Em uma superfície bem enfarinhada, abra a massa com um rolo até que fique bem fina, quase transparente. Se necessário, divida a massa em porções menores para facilitar.
Corte a massa no formato desejado (quadrados ou círculos). Coloque uma porção do recheio no centro, dobre a massa e feche as bordas pressionando com um garfo ou com o verso de uma faca, garantindo que esteja bem selado.
Variações da Receita
Aqueça o óleo em uma panela funda em fogo médio-alto. O óleo não deve estar muito quente; a temperatura ideal é quando um pedacinho de massa colocado no óleo borbulha imediatamente ao redor, mas sem dourar muito rápido.

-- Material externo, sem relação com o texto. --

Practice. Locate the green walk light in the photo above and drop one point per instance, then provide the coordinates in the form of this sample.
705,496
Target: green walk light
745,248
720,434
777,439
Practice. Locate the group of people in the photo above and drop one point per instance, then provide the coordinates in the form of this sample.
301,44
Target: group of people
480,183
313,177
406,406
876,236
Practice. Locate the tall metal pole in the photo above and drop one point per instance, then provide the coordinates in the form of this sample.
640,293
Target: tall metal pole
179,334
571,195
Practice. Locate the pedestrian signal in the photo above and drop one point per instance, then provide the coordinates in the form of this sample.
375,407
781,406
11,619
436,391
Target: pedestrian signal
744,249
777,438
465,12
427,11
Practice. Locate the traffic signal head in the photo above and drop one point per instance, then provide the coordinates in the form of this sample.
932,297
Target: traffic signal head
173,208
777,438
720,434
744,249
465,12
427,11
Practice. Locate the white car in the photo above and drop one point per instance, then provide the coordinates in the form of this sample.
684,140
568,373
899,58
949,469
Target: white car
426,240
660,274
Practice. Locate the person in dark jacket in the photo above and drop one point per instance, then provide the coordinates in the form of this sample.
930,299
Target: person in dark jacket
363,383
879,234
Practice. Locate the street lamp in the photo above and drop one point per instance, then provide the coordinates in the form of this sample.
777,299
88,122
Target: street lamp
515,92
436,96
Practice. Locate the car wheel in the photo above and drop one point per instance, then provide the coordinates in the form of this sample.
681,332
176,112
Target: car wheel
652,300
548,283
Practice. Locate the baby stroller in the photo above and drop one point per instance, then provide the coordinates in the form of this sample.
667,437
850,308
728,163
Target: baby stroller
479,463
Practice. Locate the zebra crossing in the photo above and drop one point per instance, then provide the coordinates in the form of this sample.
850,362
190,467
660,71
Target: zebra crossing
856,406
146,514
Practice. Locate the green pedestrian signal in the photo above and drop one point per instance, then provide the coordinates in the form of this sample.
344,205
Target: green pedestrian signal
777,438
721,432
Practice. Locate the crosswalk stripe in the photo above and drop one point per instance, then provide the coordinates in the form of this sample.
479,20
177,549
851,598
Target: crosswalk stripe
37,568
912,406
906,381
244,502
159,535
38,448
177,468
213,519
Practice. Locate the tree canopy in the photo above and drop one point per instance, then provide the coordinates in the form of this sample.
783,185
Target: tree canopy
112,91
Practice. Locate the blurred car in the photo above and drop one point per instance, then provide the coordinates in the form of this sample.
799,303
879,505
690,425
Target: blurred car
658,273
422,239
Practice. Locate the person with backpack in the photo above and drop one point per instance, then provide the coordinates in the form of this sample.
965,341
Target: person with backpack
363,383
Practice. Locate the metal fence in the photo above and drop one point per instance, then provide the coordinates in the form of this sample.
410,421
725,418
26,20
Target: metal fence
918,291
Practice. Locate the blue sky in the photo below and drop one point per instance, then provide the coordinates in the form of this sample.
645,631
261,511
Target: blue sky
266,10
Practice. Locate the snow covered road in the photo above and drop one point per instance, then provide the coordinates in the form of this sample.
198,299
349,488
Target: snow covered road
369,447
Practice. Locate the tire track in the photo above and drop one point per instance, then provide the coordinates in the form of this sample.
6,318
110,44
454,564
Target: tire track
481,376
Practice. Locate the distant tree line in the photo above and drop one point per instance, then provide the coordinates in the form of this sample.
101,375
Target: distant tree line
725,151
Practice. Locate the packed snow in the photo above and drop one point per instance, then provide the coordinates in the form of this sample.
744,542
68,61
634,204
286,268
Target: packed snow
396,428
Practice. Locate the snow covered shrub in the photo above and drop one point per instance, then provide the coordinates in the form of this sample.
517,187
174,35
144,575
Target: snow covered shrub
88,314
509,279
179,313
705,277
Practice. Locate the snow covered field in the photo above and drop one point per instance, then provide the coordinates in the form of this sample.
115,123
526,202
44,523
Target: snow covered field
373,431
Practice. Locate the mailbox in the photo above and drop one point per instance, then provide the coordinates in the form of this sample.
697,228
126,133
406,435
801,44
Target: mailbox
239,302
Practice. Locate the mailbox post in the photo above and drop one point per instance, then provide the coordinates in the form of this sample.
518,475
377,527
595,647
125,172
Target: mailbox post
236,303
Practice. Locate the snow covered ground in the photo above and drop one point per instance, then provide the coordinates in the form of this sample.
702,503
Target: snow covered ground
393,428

Frite os pastéis em pequenas quantidades, sem amontoar, até que estejam dourados e crocantes de ambos os lados. Retire com uma escumadeira e escorra sobre papel absorvente. Sirva imediatamente.
Armazenamento e Validade
Os pastéis são melhores consumidos imediatamente após a fritura. A massa crua pode ser guardada na geladeira, bem embalada em filme plástico, por até 2 dias, ou congelada por até 2 meses. Os pastéis montados e crus também podem ser congelados e fritos diretamente do congelador.
Finalização
Servir estes pastéis dourados e crocantes, com seu interior quente e saboroso, é oferecer um pedaço da mais pura tradição brasileira. Cada mordida crocante é uma viagem às feiras e festas populares, um momento de prazer simples e genuíno que aquece o coração.
Que esta receita de pastel tradicional se torne um clássico na sua casa, trazendo o sabor da feira para todos os seus momentos especiais. Bom apetite.